自分で言うのもなんだけど、ボクが下書きも無しにペンで一発で書いた雷門夏未は結構似てた。


「へぇ、マックスって絵も上手いんだ」

仁が感心した様子で机に近寄ってくる。
そうそうボクってば器用だから何でもそこそこ上手いんだよね。
ボクは鼻高々で似顔絵にさらに落書きしていく。


「私、雷門夏未。
ツンデレ生徒会長。
これは理事長の言葉と思って結構よ。

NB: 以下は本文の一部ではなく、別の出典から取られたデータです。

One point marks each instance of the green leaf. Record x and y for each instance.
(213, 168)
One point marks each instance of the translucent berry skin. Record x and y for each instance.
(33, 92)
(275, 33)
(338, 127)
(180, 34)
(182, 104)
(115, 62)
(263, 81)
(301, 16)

っと」

どう?
もう一度仁にボクの力作を見せると仁は苦笑いを浮かべた。


「ツンデレって。
全然デレが無いでしょ」

うわ、何気にひどい。
ボクは理事長の机の引き出しを荒らしながら応える。

「最近デレてきたじゃん。
たぶんだけど雷門夏未って円堂のことが好きなんじゃないかな?」

「えっ、なんでわかるの?」

「そんなの見てればわかるよ。
円堂のことばっか見てるし、自分からは円堂にしか話しかけないじゃん。
バレバレだよ」

お、あった。
ボクはお目当てのテープを引き出しから取り出す。


「なんで仁が照れてるの?」

ずっと引き出しの中ばっか見てたから気づかなかったけど、仁は髪の毛からピョコっと出てる耳を赤く染めていた。


「う、ううん。
見て分かるんだ」

仁の否定の言葉に、ボクは作業を再開する。
さっき見つけたテープを絵の四隅に貼り付けながら、ボクは仁の質問に答える。

「だいたいだけどねー。
木野さんが円堂のこと好きなのは確かだと思うんだ。
あとは、強いて言えば土門。
木野さんと仲いいけど、音無のことちょいちょい気にしてるんだよねー。
好きって感じじゃないんだけど、なんなんだろ?あれ」

話しながらボクは机の立派な椅子を壁側に移動させる。


「じゃあさ、もしかして…」

椅子に登っていたボクの背後からした仁の声はよく聞き取れなかった。

「ん?何か言った?」

椅子の上に立ち、仁のほうを向くと仁は未だに耳を赤くしたままだった。
他人の恋話でそこまで照れなくてもいいのに。
身近な人間の恋話に慣れてない様子の仁が可笑しかった。


ボクが振り返ってようやく仁はボクが椅子の上に立っていることに気づいたようだった。


「…何やってるの?」

訝しげな声で制止の声をやっと言ってくれた。
ふっふっふー、今頃気づいても遅いよ、仁。


「ボクの作品を皆にも見てもらいたくってー」

歴代の理事長の写真の最後列にボクの傑作『ツンデレ生徒会長、雷門夏未』の絵を貼る。


「怒られるよ」

仁の口調は少し責めてるみたいだった。
ボクはよっと、椅子の上からジャンプで降りて仁に笑いかける。


「だからー、仁君代わりに逃げて?」

え、
と固まる仁を尻目にすたすたとドアに向かう。
そして、ドアを開けスゥと大きく息を吸う。


「誰かが理事長室でイタズラしているぞー」

ガラっと遠くで扉の開く音がする。


「早く逃げないと捕まっちゃうよ?」

ボクがニヤニヤしながら言うと、仁は慌てて走り出す。
ボクの横を通りすぎる時

「マックスのばか」

なんて可愛いことを言うから、ボクは上機嫌で仁に手を振った。